外山滋比古さんの『ライフワークの思想』に「面食い文化」という論文がある。


このごろの本は表紙で売る。先日、出版社の人からそんな話をきいて、まさかと思った。

いくら何でも、そんなことはあるまい。ところが、あとで考えているうちに、

いっこうにパットしなかった私のある本が、選書のカバーが新しいデザインになったとたんに

売れ出したのを思い出した。

やっぱりそうか。

外山先生、文庫本の古典といわれている作品、たとえば太宰治の「人間失格」「斜陽」や

芥川の「地獄変夏目漱石の「心」などの文庫本が、いまどき人気のコミックス作家たちの

イラストによるカバーに一新したところ、とたんに文庫のベストセラーとして甦った、という

ニュースは別に新しいものではないのですよ。

外山先生が、近年のこうした傾向を「面食い文化」の好ましくない現象であると斬って捨てて

いるわけではない。

ただ、中身を吟味すること無しに、見てくれに跳びつく軽佻さには苦言を呈している。

ある有名な文学者が田舎に行って、カエルの鳴き声をきいて、これは何だと言ったそうだ。

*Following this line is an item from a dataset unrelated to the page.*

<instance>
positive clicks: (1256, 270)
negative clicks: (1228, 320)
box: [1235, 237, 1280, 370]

彼は自分の文学の中では「カエルはゲロゲロ鳴いている」と書いているのだが、ほんとうの

カエルの声を聞いたことがなかったらしい、というのである。

言葉を覚える教育ばかりを受けて育ち、現実に無関心な知識人が多すぎる。

こうした傾向が「面食い文化」を生みだしている、と先生は見る。

文学青年たちの中に、文芸作品の中に現れる人間には興味を持つくせに、自分の周辺に生きている

現実の人間にはまるで関心がないという人たちが少なくない。

言葉には敏感に反応するくせに、まわりの人間を傷つけて平気でいる。

かれらが書く文学では、文学と現実との関係をあいまいなままにしているからである。

外山先生は、誰の、どんな「文学」をお読みなのか知りたいところであるが、

現実の人間を、あまりよく知らない作家たちが、夢のような物語を書いても、それは

面食い人間を増やすばかりだ、と斬り込んでいる。